Novel two-dimensional materials from high-throughput computational exfoliation

We have performed an extensive high-throughput screening of known inorganic materials, to identify those that could be exfoliated into novel two-dimensional monolayers [1]. The screening protocol first identifies bulk materials that appear layered according to a simple and robust chemical definition of bonding, determining then for all of these the binding energies of the respective monolayers, their electronic state (metallic vs insulating), magnetic configuration (ferro-,ferri- or antiferro-magnetic), and phonon dispersions (to evaluate mechanically stability). Such protocol identifies a portfolio of close to 2,000 inorganic materials that appear either easily or potentially exfoliable.
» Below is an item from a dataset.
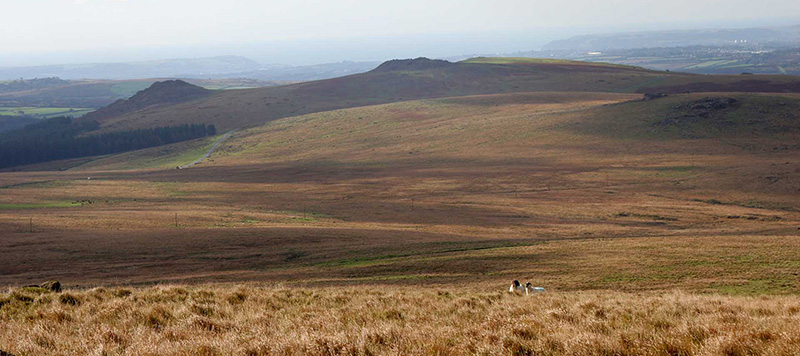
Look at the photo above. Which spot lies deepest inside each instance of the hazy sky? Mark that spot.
(34, 27)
With further data ingestion, this initial portfolio has recently almost doubled, providing an extensive pool to investigate promising properties. First focus has been on the determination of the effective masses and mobilities (from the full solution of the Boltzmann transport equation) for electronic applications; of topological invariants; of superconductivity and charge-density waves; and of photocatalytic parameters for water splitting. Thanks to the use of the AiiDA (http://aiida.net) materials' informatics platform, all the high-throughput calculations can be performed and streamlined in fully searchable and reproducible ways, they are stored in a database with the full provenance tree of all parent and children calculations, and can be shared with the community at large in the form of raw or curated data via the Materials Cloud (http://www.materialscloud.org) dissemination portal.

[1] Nicolas Mounet, Marco Gibertini, Philippe Schwaller, Davide Campi, Andrius Merkys, Antimo Marrazzo, Thibault Sohier, Ivano Eligio Castelli, Andrea Cepellotti, Giovanni Pizzi and Nicola Marzari, Nat. Nanotechnol. 13, 246 (2018).